Nu hebben de Chinese autoriteiten wéér een Westers bedrijf beboet. Ditmaal is Unilever aan de beurt. Het bedrijf kreeg een boete voor het spreken over prijsstijgingen. Unilever liet, met het oog op de hoge voedsel- en grondstofprijzen, weten dat verschillende producten die het concern produceert, duurder zullen worden. Een volstrekt legitieme en bijna triviale uitspraak. Niet volgens de communisten.
Het Brits-Nederlandse bedrijf kreeg de boete van 211.000 euro voor het verspreiden van informatie over prijsstijgingen en het verstoren van de marktwerking, aldus een verklaring van de Chinese regering.
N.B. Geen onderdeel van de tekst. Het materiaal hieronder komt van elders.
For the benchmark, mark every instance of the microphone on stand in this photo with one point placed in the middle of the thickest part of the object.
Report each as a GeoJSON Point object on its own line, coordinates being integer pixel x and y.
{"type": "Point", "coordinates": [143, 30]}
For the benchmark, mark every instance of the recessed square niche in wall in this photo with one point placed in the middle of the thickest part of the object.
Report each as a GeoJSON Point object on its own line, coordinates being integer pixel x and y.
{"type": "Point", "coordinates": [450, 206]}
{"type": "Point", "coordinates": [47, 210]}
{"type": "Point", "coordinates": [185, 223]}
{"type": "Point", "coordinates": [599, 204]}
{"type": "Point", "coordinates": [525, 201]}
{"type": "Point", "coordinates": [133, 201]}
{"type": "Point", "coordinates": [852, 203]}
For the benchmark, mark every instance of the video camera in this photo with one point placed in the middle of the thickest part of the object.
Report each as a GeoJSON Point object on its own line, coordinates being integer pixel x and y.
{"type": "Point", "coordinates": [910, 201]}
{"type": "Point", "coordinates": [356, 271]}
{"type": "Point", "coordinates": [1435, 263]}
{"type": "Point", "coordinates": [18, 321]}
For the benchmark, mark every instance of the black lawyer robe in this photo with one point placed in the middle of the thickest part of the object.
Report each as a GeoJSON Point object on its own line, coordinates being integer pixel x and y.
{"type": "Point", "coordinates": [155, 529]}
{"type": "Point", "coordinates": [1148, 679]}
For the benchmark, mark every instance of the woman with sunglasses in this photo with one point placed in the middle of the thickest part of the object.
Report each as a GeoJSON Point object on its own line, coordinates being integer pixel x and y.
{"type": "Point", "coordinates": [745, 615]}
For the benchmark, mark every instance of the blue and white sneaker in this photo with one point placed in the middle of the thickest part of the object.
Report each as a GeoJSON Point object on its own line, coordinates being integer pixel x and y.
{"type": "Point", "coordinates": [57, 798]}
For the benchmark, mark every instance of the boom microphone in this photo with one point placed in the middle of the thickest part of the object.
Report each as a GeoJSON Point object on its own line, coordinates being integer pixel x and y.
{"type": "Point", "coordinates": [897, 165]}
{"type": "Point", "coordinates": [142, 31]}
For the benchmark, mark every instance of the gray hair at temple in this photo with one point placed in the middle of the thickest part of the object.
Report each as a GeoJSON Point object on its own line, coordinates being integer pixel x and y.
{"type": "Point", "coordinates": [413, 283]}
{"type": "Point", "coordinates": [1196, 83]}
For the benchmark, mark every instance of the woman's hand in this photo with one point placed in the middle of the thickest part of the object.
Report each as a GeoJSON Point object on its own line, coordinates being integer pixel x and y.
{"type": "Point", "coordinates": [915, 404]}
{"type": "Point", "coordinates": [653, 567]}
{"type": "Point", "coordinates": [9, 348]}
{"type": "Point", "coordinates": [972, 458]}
Het hoort natuurlijk bij het spel om de Chinezen niet dwars te zitten en stoïcijns te betalen, maar het wekt toch verontwaardiging. De Chinese actie heeft een hoog contrarealistisch gehalte en doet denken aan Kim Jong Il's hondsdolle acties -
Harro Hans Blix!
Dit soort incidenten komt met de regelmaat van de klok voor en bevestigt dat met investeren in China een hoop geld verdiend wordt, maar dat de kosten (o.a. door een totaal onbetrouwbare en bevooroordeelde bureaucratie) hoog zijn. De risico's zijn bijzonder moeilijk in te schatten. Een bedrijf weet niet wanneer de overheid een vlaag van verstandsverbijstering krijgt en moet boets gaat strooien, of wanneer bijvoorbeeld het
intellectuele eigendomsrecht nu eens beschermd gaat worden.
De prijs voor produceren in China is zo hoog, dat er weinig voor nodig is om uit China te vertrekken, vooral als Vietnam zo lekker dichtbij is en arbeid daar gratis aan de bomen groeit. En het is juist massaproductie waar China zijn geld mee verdiend. Van technologisch baanbrekende industrie valt in China, ondanks de miljarden die de overheid erin pompt, vooralsnog weinig te verwachten. Zeker als je eigen innovatieve ideeën niet je eigen bezit zijn en je buurman met jouw ideeën zijn huis betaalt.